-
Notifications
You must be signed in to change notification settings - Fork 11
Data model
Note: This is about main database of entities (IP, ASN, ...), events/alerts are stored in a separate database (EventDB)
All data about entities are stored in MongoDB. There is a collection for each entity type, containing a record (a JSON document) for each entity.
There are currently these collections/entity types:
| collection | description | data type _id keys |
|---|---|---|
| ip | IPv4 address | string (dotted-deciaml) |
| asn | Autonomous system | number |
Each record is stored as a dictionary (object), its keys are called attributes.
Identification of the entity (e.g. IP address or AS number) is stored in a special key _id (used by MongoDB as primary key).
Each entity record contains at least the follwing attributes:
| key name | data type | description |
|---|---|---|
_id |
string/number | ID of the entity, i.e. IP address, AS number, etc. |
ts_added |
ISODate (datetime in Python) | Time of record creation |
ts_last_update |
ISODate (datetime in Python) | Time of last update of the record |
Note: All times are always stored in UTC.
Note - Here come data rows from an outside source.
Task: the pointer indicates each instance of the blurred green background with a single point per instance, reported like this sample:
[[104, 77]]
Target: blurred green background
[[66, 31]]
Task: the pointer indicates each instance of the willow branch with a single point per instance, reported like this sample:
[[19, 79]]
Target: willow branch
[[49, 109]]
Attribute names may be hierarchical (using dot-notation), corresponding to nested dictionaries/objects.
In the documentation, attributes names are sometimes written prefixed with the entity type they are used for and a colon (:), e.g.: ip:geo.ctry or asn:descr.
Many attributes have hierarchical or somehow complex values. Format of attributes is as follows:
Single value (string/number/bool/null) directly under the main key or a fixed hierarchy of keys and subkeys (the hierarchy is used only to group related keys together).
<key>: <value>
<key>: {
<subkey>: <value>,
<subkey>: {
<subkey>: <value>,
<subkey>: <value>,
}
}
The attribute name is then composed by joining the key and subkeys with a dot, e.g. <key>.<subkey>.<subkey>.
Example:
"hostname": null,
"geo": {
"ctry": "CZ",
"city": "Prague"
}
If a value needs a confidence to be assigned, is's stored as follows:
<key>: {"v": <value>, "c": <confidence>}
Confidence is a real number between 0.0 and 1.0 (1.0 means 100% confidence). Confidence is optional, if it's not present, 1.0 is assumed.
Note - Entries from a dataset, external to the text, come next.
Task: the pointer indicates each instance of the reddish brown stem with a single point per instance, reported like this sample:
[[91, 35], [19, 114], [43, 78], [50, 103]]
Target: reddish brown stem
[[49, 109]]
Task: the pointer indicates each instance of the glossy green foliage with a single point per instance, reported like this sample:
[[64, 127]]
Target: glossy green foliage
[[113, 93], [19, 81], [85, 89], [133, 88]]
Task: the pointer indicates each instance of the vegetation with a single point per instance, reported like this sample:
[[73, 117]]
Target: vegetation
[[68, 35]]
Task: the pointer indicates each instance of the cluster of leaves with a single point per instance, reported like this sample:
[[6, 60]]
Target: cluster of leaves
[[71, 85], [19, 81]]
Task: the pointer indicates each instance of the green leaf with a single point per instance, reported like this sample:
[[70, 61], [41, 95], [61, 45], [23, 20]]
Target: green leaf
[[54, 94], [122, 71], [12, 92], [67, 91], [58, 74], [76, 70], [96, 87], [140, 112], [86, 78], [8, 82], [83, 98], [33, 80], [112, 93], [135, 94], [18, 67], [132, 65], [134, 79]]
If more values of the attribute are possible, each with different confidence, an array may used:
<key>: [
{"v": <value1>, "c": <confidence_of_value1>},
{"v": <value2>, "c": <confidence_of_value2>},
...
]
Each particular attribute should always use the same variant (i.e. with or without the array) for all entites.
The ".v" and ".c" are not considered part of the attribute name, this is composed only of the (and possible subkeys).
Example: TBD
TBD
Some attributes, like ip:evetns or ip:bl (blacklists) use their own special format. Formats of particualr attributes are described in Attributes.